What happens if you don’t eat fruit for a month? Various nutrient plates: "Can vegetables completely replace fruits"

Previously, there was a topic on the Internet, "What happens if you don't eat fruit for a month?" Some people will not eat staple foods to reduce weight, but some people pointed out that the sugar content is too high and they will become fatter. Excluding weight loss from a health perspective, can the nutrients in fruits be replaced by other foods?

A doctor named Yang from the Department of Cureology said that not eating fruit for one month may affect vitamins and dietary fiber intake, resulting in unbalanced nutrition. Fruits are an important source of nutrients such as vitamin C, detergent, dietary fiber and antioxidant quality. If other foods in your diet can provide enough nutrients, then not eating fruit will have little impact on your body. However, if you eat an imbalance, it may lead to vitamin and mineral deficiencies, which can easily cause skin problems, constipation, and decreased immunity. In addition, fruit is an important source of dietary fiber, and insufficient fruit intake may affect kidney health and lead to constipation.

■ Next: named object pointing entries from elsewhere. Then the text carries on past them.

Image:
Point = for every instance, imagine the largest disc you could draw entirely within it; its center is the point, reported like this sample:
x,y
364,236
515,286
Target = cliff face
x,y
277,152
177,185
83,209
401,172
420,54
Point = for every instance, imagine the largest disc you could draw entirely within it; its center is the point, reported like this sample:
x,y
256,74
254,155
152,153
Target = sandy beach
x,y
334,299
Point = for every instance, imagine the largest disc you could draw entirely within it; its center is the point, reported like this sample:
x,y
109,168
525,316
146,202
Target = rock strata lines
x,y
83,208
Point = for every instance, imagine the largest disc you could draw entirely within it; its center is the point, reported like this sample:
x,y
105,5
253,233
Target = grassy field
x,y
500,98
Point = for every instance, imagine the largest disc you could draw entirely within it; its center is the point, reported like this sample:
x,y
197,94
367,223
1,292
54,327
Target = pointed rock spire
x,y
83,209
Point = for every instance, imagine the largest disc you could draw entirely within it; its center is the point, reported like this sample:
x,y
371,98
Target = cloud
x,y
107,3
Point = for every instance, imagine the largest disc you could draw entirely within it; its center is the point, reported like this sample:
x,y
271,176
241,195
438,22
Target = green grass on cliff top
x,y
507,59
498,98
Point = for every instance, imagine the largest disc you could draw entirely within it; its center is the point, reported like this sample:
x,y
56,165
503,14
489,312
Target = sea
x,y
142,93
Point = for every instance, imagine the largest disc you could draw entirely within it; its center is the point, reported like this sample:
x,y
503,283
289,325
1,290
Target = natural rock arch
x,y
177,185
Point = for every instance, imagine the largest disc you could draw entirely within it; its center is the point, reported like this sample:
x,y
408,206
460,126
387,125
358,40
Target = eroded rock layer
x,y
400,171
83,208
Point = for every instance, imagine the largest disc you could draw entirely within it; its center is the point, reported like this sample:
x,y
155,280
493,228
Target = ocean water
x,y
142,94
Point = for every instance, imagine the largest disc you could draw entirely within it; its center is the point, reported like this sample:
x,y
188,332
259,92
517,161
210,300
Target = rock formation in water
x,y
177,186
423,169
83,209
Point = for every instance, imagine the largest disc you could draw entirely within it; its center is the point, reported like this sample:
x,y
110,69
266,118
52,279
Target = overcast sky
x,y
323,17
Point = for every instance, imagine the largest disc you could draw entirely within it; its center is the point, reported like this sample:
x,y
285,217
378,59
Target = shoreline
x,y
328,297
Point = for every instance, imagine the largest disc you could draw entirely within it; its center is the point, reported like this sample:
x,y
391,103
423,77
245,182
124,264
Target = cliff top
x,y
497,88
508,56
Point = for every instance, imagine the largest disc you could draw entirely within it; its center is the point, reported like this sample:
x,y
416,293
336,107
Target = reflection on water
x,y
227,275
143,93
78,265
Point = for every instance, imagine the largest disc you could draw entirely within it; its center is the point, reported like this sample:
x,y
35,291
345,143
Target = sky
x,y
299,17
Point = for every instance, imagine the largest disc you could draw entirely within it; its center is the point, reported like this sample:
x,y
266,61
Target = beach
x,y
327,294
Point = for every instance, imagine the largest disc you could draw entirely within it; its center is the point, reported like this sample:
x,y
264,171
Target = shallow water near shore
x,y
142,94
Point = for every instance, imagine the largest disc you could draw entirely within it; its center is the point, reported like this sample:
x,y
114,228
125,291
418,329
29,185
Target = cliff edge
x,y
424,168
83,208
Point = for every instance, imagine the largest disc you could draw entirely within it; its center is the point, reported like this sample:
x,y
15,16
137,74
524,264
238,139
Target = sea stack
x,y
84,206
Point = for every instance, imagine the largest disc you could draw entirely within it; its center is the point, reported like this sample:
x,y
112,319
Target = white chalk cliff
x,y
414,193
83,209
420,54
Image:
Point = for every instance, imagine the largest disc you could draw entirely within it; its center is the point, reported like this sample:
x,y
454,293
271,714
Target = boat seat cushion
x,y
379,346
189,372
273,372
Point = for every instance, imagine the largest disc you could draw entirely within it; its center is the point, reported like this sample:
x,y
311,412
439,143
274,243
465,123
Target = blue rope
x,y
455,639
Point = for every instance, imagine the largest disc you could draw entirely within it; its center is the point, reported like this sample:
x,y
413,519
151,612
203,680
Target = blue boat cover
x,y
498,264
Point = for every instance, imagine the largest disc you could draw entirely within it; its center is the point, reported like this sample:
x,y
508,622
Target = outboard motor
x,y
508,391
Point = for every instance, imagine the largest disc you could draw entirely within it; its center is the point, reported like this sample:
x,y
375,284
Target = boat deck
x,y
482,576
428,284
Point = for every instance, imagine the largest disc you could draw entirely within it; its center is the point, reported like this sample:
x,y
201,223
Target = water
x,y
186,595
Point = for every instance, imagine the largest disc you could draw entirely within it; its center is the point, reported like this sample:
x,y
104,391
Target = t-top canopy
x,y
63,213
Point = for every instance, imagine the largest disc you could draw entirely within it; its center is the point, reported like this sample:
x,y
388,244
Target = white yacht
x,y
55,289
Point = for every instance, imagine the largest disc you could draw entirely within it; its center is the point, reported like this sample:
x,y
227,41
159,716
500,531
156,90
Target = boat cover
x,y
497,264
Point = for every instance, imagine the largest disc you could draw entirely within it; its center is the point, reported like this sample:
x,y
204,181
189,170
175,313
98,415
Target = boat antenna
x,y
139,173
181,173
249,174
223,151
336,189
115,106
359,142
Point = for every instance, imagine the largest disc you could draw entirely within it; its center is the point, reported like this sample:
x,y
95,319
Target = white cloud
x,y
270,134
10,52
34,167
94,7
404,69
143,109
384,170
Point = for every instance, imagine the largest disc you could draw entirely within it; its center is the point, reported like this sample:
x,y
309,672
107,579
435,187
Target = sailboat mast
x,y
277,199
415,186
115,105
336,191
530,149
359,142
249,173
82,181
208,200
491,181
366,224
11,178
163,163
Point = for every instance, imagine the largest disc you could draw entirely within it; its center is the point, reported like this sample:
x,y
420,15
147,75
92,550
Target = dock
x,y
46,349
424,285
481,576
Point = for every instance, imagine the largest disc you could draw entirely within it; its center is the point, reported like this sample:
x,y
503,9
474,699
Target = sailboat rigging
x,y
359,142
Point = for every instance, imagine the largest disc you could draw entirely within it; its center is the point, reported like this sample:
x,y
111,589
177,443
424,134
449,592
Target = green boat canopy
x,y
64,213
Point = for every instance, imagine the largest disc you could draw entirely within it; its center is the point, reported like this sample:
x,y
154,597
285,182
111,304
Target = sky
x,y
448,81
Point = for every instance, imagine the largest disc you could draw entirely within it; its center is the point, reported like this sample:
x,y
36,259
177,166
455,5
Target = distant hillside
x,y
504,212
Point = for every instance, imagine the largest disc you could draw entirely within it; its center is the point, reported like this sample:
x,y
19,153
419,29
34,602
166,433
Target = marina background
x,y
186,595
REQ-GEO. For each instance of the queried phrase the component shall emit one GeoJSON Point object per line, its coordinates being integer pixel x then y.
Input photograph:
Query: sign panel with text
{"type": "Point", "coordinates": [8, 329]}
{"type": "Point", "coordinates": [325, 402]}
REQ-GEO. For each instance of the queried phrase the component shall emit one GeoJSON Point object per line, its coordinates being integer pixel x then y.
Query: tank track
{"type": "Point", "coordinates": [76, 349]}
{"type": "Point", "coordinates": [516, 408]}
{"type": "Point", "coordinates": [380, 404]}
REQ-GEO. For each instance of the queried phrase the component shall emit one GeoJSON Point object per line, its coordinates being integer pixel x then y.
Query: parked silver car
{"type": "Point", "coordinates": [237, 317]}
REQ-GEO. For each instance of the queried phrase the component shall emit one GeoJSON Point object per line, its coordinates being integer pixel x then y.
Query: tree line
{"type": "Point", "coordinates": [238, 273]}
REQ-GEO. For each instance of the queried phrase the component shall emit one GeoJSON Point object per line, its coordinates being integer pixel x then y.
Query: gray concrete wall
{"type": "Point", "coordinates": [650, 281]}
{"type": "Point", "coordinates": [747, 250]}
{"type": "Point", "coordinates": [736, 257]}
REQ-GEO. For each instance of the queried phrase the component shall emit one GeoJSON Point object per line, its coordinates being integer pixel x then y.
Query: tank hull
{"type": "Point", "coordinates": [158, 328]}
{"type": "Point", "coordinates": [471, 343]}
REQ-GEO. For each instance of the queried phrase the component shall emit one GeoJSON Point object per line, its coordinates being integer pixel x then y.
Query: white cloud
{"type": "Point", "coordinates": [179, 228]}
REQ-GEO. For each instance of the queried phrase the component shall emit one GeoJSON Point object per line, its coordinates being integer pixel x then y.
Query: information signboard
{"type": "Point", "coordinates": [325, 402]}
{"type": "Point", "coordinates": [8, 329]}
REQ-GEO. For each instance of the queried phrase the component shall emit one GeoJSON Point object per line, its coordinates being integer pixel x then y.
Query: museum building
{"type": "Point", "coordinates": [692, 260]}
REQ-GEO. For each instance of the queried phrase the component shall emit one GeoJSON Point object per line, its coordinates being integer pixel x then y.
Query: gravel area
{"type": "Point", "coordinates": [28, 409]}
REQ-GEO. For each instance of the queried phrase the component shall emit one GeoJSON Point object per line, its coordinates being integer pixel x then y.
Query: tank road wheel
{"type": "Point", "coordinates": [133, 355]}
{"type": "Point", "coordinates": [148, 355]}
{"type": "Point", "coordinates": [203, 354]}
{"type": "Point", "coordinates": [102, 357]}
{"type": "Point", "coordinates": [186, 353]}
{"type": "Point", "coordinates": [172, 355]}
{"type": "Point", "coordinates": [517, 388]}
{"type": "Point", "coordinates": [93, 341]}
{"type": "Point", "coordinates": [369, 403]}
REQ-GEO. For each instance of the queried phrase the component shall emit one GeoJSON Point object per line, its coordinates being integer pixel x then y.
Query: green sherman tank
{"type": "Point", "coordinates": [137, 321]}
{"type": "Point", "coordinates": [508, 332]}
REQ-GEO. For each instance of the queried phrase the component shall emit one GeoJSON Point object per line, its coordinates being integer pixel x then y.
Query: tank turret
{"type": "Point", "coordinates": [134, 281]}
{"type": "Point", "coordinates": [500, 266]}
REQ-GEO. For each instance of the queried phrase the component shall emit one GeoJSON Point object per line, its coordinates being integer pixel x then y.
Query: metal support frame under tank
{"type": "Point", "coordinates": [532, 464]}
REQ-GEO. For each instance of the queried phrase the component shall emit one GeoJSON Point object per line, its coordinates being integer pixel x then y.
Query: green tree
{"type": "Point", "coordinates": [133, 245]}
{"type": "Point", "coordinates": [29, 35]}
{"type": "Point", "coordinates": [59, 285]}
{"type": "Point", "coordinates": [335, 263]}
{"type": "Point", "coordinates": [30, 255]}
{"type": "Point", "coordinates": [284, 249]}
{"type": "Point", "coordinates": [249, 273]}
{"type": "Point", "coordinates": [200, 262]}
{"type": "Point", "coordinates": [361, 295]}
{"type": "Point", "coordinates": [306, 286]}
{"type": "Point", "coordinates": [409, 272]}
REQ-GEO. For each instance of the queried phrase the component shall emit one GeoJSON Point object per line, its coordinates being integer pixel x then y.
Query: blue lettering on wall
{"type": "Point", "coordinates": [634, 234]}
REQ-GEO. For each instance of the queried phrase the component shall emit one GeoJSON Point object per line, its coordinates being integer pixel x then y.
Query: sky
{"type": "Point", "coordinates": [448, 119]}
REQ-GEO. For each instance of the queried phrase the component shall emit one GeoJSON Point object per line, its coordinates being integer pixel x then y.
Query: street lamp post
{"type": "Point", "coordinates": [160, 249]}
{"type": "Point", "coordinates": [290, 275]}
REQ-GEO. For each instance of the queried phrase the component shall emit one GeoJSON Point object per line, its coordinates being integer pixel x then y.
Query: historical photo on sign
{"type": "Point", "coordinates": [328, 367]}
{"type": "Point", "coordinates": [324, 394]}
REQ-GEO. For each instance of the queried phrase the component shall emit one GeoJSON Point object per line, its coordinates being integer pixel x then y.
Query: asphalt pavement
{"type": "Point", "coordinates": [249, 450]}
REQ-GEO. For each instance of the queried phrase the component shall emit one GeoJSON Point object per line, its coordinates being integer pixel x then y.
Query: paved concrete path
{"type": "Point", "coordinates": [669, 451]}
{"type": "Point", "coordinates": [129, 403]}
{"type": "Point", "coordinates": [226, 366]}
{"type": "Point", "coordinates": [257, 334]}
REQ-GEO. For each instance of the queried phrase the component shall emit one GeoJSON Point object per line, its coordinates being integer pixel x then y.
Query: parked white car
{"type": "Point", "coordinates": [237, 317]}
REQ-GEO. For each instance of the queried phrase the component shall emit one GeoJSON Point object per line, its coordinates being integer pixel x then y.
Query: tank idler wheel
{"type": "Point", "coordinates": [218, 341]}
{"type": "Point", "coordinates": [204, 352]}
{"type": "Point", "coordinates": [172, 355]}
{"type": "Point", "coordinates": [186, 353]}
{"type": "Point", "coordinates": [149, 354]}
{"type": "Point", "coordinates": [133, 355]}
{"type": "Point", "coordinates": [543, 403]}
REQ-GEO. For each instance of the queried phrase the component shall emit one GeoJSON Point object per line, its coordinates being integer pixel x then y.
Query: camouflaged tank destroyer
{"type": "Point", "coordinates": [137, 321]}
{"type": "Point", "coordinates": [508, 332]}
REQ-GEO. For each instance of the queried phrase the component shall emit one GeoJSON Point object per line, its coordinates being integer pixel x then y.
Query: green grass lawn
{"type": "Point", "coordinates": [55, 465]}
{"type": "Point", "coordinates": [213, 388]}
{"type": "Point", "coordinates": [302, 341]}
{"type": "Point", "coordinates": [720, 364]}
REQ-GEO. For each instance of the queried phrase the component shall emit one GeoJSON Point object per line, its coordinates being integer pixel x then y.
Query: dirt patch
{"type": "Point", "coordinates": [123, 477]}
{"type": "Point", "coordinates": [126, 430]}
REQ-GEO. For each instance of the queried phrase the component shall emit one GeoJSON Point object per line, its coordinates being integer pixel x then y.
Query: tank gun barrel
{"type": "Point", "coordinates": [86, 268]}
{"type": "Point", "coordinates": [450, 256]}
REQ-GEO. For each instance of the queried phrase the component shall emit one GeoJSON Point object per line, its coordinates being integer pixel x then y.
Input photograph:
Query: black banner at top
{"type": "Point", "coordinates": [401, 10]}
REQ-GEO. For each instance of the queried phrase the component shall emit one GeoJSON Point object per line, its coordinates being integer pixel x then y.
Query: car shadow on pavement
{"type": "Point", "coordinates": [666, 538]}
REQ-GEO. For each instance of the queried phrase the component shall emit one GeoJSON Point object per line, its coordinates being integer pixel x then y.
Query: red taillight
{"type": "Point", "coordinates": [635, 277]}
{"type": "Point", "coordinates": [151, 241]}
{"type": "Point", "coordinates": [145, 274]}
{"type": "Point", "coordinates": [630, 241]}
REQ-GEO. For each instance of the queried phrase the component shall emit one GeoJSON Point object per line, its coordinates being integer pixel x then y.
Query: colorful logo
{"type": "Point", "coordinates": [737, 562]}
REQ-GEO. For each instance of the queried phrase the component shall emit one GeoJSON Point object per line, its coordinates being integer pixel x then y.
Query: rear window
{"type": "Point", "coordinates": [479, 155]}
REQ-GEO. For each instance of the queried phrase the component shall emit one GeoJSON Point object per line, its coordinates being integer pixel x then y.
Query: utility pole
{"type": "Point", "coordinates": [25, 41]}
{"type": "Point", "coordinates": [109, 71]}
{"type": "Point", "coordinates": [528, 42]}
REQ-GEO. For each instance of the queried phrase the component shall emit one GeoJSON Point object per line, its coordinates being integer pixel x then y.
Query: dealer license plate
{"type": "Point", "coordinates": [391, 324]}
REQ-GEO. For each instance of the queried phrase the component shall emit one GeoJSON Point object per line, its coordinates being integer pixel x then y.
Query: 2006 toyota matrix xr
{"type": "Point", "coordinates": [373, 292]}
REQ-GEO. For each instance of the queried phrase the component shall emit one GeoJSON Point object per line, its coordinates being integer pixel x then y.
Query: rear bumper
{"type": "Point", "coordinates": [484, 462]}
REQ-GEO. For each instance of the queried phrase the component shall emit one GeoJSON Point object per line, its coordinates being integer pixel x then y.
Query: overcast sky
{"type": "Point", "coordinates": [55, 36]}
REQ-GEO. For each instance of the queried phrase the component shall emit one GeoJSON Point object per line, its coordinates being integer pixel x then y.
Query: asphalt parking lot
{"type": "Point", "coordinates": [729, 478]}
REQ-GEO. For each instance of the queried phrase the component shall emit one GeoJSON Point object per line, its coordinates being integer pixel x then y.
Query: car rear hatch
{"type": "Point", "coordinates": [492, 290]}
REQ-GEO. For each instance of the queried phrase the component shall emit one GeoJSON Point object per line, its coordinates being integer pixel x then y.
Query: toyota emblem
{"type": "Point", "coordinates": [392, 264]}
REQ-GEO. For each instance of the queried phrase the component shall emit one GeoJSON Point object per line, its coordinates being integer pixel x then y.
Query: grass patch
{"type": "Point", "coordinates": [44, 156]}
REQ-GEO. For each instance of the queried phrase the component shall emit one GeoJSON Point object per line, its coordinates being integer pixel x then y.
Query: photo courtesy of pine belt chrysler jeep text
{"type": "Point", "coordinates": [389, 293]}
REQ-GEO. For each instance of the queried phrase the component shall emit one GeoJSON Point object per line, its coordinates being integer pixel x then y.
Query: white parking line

Drop of the nutrients in fruits can be replaced by vegetables

1. Vitamin C

also contains a large amount of vitamin C in some vegetables, such as bell peppers, colored peppers, cabbage, cabbage, cabbage, spinach, etc. Especially bell peppers and colored peppers can be eaten raw and can be completely supplemented. Therefore, in terms of vitamin C, vegetables can completely replace fruits.

2. Dietary fiber

Vegetables also contain a large amount of dietary fiber. Every 100 grams of fiber contains more than 3 grams, it is a high-grade vegetable. For example, burdock has a high-grade vegetable of up to 5.1 grams. In addition, mushrooms, okra, bitter gourd, sweet potato leaves, cauliflower, red cabbage, and bell pepper are also high-grade vegetables.

3. Minerals

The content of seaweed, golden cabbage, tangerine, rapeseed, cabbage, coriander and okra in vegetables contains more than 100 mg per 100 grams, which is a very important dietary source of calcium, but the calcium content of fruits is mostly very low, so in terms of calcium, vegetables can completely replace fruits.

4. Drying

Many vegetables have abundant content. Common vegetables containing more than 250 mg of each 100 grams include seaweed, edamame, crocus, vermicelli, bamboo, red beans, mustard, tangerine, tangerine, mushrooms, borer, water spinach, mustard, baby cabbage, colored pepper, etc. The types are far more common than fruits, so the drill provided by vegetables can replace fruits.

5. Common vegetables containing more than 250 mg of oz include seaweed, green cabbage, edamame, fungus, spinach, celery leaf, fungus, etc. The only fruit that meets the conditions is coconut, so the ozone provided by vegetables can replace fruit.

6. Bioactive ingredients

Anthocyanin can be eaten with purple sweet blue supplement, β-Hushu can be eaten with vegetarian, pumpkin supplement, eggplant red vegetarian can be eaten with tomato supplement, leaf yellow vegetarian can be eaten with spinach, kale blue, and cauliflower supplement.

Fruits can be replaced, but they still have their own characteristics

From this, it is obvious that vegetables can actually replace fruits in nutrients, even if they don’t eat fruits for a month, they won’t be like this. However, fruits certainly have their benefits. Studies have shown that eating more fruits can reduce the incidence of cardiovascular diseases and reduce the risk of gastrointestinal cancer such as esophageal cancer, gastric cancer, and straight kidney cancer.

In addition, fruits are rich in citric acid and apple acid, which makes them produce a unique sour taste. Coupled with the sugar and aromatic compounds it contains, the fruits are sweet and sour, making them a delicacy that some people cannot resist.